Ai as perdizes! Poucas são as pessoas que, ao trincá-las e saboreá-las, tão apetitosas a derreterem-se na boca, saibam imaginar as canseiras que nos dão. Soubessem-no, e a peso de oiro é que as pagavam. Que, para matar uma perdiz, é preciso suá-la. Das dizimadas aos centos nas batidas como bandos de pardais, não falo. Nem nessas que à traição matam os esperistas, dando ao fole do chamariz e alvejando-as no chão, às duas e três, às carreiras de meia dúzia, de enfiada.
Bem gostava, como Turgeneff, de escrever as narrativas, ou melhor, as memórias de um caçador. E agora me salta à lembrança o livro do nosso rei D. Duarte, Da Arte de bem Cavalgar toda Sela. Pois não haverá aí quem decida escrever uma Arte de Bem Caçar a Perdiz?
A perdiz! A mais linda ave que conheço, que em lindeza nenhuma se lhe compara! Mais linda que os pintassilgos mais lindos...

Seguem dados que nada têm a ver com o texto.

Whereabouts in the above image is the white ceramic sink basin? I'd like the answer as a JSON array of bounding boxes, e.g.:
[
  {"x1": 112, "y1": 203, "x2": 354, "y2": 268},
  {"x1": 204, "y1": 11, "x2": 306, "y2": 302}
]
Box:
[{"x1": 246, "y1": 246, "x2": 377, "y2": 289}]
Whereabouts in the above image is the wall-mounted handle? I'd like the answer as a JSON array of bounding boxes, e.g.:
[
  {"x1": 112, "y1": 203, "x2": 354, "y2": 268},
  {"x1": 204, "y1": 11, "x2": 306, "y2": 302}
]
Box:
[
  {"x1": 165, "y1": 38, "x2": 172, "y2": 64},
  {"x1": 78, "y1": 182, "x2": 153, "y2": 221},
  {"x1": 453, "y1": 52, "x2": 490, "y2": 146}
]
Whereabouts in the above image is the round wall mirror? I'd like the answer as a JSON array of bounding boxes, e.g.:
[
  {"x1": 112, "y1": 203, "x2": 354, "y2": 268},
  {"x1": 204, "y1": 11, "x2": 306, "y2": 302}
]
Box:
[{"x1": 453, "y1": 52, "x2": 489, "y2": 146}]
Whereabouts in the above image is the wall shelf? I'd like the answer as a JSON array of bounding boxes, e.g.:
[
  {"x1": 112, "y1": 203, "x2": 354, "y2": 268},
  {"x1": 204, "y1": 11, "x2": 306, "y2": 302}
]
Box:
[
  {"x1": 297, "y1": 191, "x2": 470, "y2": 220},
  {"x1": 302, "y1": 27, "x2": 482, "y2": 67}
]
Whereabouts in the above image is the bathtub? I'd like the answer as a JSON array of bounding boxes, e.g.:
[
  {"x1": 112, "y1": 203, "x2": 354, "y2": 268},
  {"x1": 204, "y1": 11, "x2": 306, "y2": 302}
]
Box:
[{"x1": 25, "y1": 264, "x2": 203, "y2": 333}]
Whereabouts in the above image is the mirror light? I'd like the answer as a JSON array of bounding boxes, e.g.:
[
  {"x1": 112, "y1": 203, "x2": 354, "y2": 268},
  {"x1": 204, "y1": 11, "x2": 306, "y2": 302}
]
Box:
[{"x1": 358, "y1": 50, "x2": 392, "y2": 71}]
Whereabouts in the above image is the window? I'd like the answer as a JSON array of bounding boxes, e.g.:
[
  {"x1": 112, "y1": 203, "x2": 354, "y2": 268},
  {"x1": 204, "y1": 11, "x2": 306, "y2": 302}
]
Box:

Como o senhor bispo, o bom bispo velho,
Calça meia fina de cetim vermelho;
O colar de penas que lhe adorna o peito
Lembra-me a corola de um amor-perfeito...

Fausto José
in Panorama, Revista Portuguesa de Arte e Turismo, n.º 20, Dezembro de 1966

César Luís de Carvalho (2003). Fausto José, Poeta de Portugal. Câmara Municipal de Armamar. Tipografia Voz de Lamego, Lda.